Yesterday was observed as the National Day of Prayer in St Vincent and the Grenadines, with the major activity being held at Heritage Square in Kingstown.

Additionally, several radio stations opened their lines to facilitate prayer throughout the day. The organizers also asked workplaces to accommodate morning devotion and for churches to keep their doors open throughout the day.{{more}}

This is the seventh year the Day is being observed in St Vincent and the Grenadines, with the theme for this year’s observation being ‘’Stand in the gap before me for the land” – Ezekiel 22: 29-30.

The opportunity given to the public to call in to radio stations to offer prayers for the nation seems to have been well utilized, but the turnout at the all-day activity at Heritage Square, from all accounts, was rather poor, at least during the part of the programme when the homily was delivered and when addresses were made by officials.

This poor turnout of people at Heritage Square should not, we think, be taken as yet another indication of the moral decay of or people or how far away from God we have strayed.
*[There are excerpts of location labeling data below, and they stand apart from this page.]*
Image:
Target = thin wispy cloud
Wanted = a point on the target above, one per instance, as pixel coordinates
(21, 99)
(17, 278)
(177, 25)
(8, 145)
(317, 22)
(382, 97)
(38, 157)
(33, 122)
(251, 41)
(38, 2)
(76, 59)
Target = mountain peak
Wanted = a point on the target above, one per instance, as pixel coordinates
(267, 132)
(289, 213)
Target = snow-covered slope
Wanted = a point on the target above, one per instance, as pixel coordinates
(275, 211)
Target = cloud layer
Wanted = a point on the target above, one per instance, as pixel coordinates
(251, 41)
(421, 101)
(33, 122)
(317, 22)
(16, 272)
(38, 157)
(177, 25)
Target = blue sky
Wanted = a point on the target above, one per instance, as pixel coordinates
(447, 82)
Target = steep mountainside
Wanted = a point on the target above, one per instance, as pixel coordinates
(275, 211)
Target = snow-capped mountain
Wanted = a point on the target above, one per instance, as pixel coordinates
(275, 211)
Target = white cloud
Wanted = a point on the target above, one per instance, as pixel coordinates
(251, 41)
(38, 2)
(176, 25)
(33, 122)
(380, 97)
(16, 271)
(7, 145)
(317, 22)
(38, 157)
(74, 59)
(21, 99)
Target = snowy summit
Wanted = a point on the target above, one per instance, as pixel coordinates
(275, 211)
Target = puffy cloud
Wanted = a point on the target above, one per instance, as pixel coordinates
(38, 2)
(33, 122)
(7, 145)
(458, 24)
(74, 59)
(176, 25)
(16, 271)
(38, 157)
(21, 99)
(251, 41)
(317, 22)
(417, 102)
Rather, the low turnout at the time of the main speeches simply reflects the fact that the activity took place on a working day, at a time when most people would be at work or in school. Additionally, the fact that the activity was broadcast on radio, made participation without attendance an attractive alternative for some.
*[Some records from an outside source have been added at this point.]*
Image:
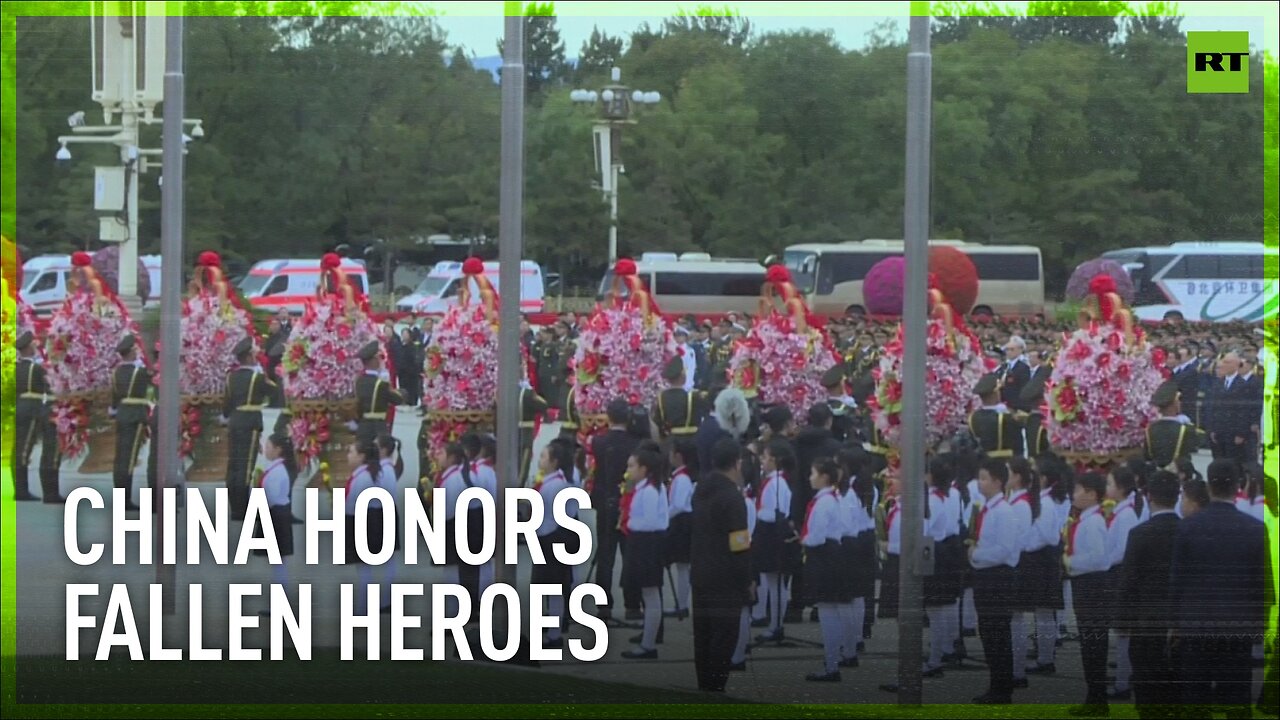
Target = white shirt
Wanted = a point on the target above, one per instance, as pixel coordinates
(680, 492)
(773, 504)
(551, 487)
(997, 542)
(1088, 552)
(275, 482)
(822, 519)
(648, 511)
(1124, 518)
(359, 482)
(453, 486)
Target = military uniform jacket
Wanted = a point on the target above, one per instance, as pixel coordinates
(247, 391)
(129, 388)
(1169, 441)
(679, 413)
(999, 433)
(32, 386)
(374, 396)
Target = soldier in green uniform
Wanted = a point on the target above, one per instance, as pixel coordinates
(997, 432)
(1036, 434)
(131, 406)
(374, 395)
(677, 411)
(248, 390)
(1171, 438)
(842, 406)
(32, 423)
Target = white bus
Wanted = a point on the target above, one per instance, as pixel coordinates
(1201, 281)
(1010, 277)
(696, 283)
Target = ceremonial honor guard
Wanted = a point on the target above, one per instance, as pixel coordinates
(992, 425)
(842, 406)
(131, 406)
(1171, 438)
(677, 411)
(32, 423)
(247, 392)
(374, 396)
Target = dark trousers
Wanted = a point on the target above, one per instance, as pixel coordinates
(990, 591)
(1089, 601)
(716, 624)
(240, 468)
(129, 436)
(1216, 670)
(1155, 693)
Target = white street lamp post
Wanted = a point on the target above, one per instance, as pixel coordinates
(615, 104)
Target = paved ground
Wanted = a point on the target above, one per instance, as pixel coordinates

Even though one may not believe it by the way we sometimes behave towards one another, the majority of the people in St Vincent and the Grenadines believe in a Supreme Being who controls the final destiny of the universe. The majority of us also believe that God is a Moral Being who stands in judgement of us and brings down his wrath on those who break his Covenant of Peace, and Love. We also hold that this same Supreme Being is a loving God who is ready and willing to forgive all those who transgress, if they are truly penitent.
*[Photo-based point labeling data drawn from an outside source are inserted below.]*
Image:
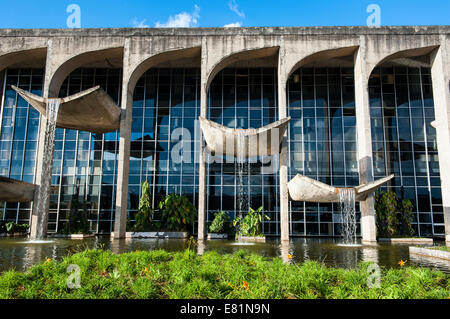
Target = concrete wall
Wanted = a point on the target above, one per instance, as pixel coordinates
(212, 49)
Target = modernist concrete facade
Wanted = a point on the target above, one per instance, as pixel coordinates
(212, 50)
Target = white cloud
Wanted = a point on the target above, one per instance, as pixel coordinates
(233, 25)
(139, 24)
(182, 20)
(235, 8)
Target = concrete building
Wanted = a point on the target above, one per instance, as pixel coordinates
(361, 102)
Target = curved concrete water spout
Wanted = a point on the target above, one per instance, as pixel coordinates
(92, 110)
(244, 142)
(305, 189)
(12, 190)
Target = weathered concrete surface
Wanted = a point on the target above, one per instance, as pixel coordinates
(305, 189)
(136, 50)
(92, 110)
(422, 241)
(262, 141)
(440, 73)
(433, 253)
(12, 190)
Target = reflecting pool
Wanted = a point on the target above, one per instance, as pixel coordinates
(21, 253)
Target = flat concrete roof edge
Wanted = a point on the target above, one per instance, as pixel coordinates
(269, 31)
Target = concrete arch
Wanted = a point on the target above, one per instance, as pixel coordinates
(24, 58)
(415, 57)
(83, 59)
(162, 58)
(337, 55)
(243, 55)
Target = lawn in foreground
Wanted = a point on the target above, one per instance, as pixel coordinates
(162, 274)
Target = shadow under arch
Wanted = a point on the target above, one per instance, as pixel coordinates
(31, 58)
(111, 57)
(401, 114)
(415, 57)
(339, 56)
(242, 57)
(172, 58)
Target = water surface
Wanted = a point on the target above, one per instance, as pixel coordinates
(21, 253)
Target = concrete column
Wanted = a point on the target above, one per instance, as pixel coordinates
(282, 113)
(38, 216)
(440, 72)
(364, 142)
(123, 168)
(201, 233)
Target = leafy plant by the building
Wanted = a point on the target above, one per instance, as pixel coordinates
(220, 224)
(144, 216)
(177, 212)
(394, 216)
(78, 222)
(250, 225)
(12, 227)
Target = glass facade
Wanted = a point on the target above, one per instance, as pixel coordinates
(243, 98)
(166, 105)
(322, 143)
(404, 142)
(19, 136)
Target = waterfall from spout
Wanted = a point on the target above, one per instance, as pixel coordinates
(347, 207)
(242, 198)
(47, 164)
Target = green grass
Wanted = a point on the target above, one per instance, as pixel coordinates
(444, 248)
(160, 274)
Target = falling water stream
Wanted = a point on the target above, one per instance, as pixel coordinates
(347, 207)
(242, 196)
(49, 146)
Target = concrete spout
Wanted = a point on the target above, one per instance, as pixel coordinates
(254, 142)
(305, 189)
(92, 110)
(14, 191)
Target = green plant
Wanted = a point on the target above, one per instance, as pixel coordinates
(2, 226)
(177, 212)
(250, 225)
(12, 227)
(394, 216)
(78, 217)
(144, 216)
(186, 275)
(220, 224)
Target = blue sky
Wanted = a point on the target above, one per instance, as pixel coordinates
(218, 13)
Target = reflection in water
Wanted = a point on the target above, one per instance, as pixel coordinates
(20, 255)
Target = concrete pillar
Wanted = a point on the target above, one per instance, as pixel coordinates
(364, 142)
(201, 233)
(282, 113)
(123, 167)
(440, 72)
(38, 217)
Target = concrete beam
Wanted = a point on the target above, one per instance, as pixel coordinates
(263, 141)
(201, 231)
(123, 165)
(364, 141)
(282, 113)
(440, 73)
(12, 190)
(305, 189)
(92, 110)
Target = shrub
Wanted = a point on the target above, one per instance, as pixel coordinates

The National Day of Prayer is therefore a worthy exercise, even if just to provide an opportunity for us, together as a nation, to be still for designated periods during this one day, so that we can reflect on our situation, acknowledge wrong, show penitence, and call on God to help us.

And certainly this nation needs help. The problems we face are numerous and include a sluggish economy, which severely limits the amount of money in circulation and therefore what services can be provided by central government; high unemployment and under employment, especially among the young; an unacceptably high level of crime, such as murder, rape, assault, burglary, theft, which all stem from a lack of respect for one another and one another’s property; and enmity and hostility among neighbours, family members and co-workers because of partisan political differences.

The good thing is God has the power to make our situation better and answers earnest prayer offered from a clean heart. Once we have prayed, we cannot then, the following day, go back to business as usual. We should listen for God’s answer and consistently act towards one another in a manner that reflects our desire for a better St Vincent and the Grenadines, where residents live in peace and love with one another.